A cajun stomp from Bob Geldof and a nonsense number from Spinal Tap reduced the testosterone count somewhat. But it was the funk metal band Extreme that turned in the most convincing performance of the first half, with a well-crafted medley of Queen songs, nicely rounded off with their acoustic ballad, Love of My Life. A few more quiet moments like this would not have gone amiss in a four-and-a-half hour show largely given over to monotonously hard rocking.

By the time the remaining three-quarters of Queen took to the stage to perform a selection of their greatest hits with a succession of superstar guest vocalists, we had already heard a lot of these songs at least once. Delays in turning round the support bands had been filled with about 40 minutes of old Queen videos.

To make the repetition worse, it soon became apparent that the job of covering for Freddie was no pushover. If this had been an audition, Roger Daltrey, Robert Plant, Paul Young and Seal would all have failed. None of them could reproduce the sustained trumpet blasts of sound that were Mercury's vocal trademark; and to endure Zucchero struggling through Las Palabras de Amor was to appreciate just how far Freddie deviated from the gravelly R&B standard of his peers.

Things picked up with the arrival on stage of Lisa Stansfield. Not only had she gone to the trouble of dressing up as the housewife from hell portrayed by Mercury in a video of I Want To Break Free, she could actually carry the tune. As Liza Minnelli proved in her brilliant finale rendition of We Are the Champions, Freddie was a cabaret diva in trousers. Well, sometimes anyway.

The androgynous pairing of Annie Lennox and David Bowie handled Under Pressure well, although Bowie's attempts to address the larger issues of the evening very nearly grounded it in farce. He began by breezily recalling the promiscuous camaraderie of glam rock in the early 1970s "When we all slept with the same people" and ended up on bended knee grimly reciting the Lord's Prayer for a friend who had Aids.

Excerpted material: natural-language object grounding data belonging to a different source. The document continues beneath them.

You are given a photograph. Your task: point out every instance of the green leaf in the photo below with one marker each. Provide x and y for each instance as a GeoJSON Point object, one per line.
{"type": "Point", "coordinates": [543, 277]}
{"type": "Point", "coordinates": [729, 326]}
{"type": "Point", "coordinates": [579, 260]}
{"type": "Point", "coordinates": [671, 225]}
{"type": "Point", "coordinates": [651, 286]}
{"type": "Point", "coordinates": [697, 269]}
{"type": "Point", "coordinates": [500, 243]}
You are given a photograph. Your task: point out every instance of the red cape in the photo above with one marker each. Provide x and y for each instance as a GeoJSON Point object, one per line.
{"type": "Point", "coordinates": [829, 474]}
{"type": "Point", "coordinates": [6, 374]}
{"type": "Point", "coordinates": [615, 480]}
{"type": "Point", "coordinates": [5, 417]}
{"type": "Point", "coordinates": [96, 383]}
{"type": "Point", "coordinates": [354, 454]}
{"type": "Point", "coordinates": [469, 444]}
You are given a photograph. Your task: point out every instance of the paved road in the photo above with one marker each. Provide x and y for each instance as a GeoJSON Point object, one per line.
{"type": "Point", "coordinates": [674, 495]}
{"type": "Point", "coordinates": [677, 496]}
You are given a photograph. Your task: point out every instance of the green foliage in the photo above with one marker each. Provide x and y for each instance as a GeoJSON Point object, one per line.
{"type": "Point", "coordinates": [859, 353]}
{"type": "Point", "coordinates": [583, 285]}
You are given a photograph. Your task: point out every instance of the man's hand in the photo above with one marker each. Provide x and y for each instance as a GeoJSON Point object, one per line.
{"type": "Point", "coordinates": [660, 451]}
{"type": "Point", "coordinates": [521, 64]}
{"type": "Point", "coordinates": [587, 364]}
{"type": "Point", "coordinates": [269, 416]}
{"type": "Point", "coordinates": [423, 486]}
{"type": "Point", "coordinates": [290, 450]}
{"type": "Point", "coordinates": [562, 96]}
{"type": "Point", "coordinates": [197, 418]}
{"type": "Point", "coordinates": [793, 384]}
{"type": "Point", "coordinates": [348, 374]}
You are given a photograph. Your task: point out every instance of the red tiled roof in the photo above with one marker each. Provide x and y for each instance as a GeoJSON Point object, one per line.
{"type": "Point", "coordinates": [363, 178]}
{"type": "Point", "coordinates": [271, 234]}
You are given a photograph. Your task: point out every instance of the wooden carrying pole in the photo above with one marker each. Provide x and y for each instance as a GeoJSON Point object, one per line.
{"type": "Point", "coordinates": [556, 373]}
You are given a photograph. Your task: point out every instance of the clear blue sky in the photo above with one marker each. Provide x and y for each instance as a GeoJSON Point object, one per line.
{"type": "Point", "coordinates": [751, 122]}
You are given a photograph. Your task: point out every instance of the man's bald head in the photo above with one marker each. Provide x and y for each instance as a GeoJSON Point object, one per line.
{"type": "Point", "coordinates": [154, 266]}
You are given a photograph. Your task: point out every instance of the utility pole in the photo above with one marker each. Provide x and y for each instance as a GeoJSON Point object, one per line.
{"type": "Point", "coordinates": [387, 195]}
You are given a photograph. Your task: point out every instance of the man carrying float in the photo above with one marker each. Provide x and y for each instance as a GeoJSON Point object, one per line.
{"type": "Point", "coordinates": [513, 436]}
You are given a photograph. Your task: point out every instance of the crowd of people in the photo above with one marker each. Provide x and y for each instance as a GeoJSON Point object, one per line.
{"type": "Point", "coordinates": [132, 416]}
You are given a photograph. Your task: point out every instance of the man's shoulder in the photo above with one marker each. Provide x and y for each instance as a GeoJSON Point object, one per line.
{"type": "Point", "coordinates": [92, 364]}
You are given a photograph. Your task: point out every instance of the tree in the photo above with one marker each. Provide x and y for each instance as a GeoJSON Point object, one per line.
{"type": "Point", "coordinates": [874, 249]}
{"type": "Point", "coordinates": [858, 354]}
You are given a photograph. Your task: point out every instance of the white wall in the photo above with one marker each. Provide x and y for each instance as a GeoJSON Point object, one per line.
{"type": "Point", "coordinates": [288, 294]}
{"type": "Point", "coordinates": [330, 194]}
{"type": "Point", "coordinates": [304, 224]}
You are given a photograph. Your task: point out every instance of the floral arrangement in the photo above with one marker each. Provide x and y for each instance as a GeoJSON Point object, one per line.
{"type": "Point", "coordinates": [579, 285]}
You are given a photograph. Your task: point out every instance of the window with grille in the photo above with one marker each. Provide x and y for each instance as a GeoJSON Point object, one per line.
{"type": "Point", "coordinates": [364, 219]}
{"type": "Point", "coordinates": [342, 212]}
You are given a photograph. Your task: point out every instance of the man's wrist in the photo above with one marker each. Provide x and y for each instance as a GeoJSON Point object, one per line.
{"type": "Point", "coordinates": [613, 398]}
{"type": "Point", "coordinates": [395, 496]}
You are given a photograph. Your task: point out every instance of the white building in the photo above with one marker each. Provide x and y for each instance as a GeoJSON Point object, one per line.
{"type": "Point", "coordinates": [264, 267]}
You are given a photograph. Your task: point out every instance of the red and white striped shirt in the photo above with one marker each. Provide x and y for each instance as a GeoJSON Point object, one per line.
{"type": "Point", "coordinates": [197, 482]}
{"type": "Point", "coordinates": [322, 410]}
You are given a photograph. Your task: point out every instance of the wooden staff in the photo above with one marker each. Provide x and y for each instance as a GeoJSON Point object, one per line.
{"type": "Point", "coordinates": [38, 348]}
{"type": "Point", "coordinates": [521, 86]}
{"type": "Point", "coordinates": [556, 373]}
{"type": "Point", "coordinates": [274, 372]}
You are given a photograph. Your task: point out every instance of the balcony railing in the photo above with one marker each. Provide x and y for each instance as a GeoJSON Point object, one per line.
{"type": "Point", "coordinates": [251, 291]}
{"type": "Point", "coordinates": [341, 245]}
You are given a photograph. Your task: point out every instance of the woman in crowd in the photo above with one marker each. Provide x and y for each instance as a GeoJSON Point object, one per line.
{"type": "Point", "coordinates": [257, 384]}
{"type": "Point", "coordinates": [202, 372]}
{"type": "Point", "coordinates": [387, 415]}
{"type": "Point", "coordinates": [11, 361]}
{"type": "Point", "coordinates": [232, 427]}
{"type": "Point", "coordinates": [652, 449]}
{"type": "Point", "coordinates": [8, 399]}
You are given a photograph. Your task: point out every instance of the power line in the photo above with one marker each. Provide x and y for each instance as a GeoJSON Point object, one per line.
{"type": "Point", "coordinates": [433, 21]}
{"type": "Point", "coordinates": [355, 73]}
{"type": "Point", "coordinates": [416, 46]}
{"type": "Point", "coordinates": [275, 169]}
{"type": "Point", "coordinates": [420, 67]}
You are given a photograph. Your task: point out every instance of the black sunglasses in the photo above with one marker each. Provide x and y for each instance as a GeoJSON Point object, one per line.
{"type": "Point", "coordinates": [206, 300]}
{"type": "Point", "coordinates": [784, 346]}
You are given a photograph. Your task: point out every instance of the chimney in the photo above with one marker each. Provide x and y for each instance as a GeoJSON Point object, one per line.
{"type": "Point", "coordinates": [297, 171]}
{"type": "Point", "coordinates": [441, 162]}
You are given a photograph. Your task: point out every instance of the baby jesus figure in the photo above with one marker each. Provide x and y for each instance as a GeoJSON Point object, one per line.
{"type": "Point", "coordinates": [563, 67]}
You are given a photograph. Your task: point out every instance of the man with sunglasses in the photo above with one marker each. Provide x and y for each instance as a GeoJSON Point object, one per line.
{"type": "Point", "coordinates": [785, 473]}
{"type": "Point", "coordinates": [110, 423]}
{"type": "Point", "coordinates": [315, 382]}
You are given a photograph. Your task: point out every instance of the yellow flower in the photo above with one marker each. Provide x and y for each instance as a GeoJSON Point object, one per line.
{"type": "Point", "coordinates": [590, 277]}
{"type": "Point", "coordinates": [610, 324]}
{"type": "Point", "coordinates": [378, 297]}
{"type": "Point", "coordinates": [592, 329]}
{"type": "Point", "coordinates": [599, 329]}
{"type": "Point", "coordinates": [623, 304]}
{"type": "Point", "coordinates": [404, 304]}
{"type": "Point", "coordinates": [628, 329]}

Not even the address at half-time by a glittering, gibbering Elizabeth Taylor had prepared us for this. But gauche as it was, Bowie's gesture did at least add an emotional component to the proceedings that Queen's music alone only supplied at at one point, during Days Of Our Lives one of Mercury's last songs, sensitively done here as a duet by Stansfield and George Michael. If the Great Pretender had left us with a few more numbers as heartfelt as this, we wouldn't have missed his entertaining presence half so acutely last Monday night.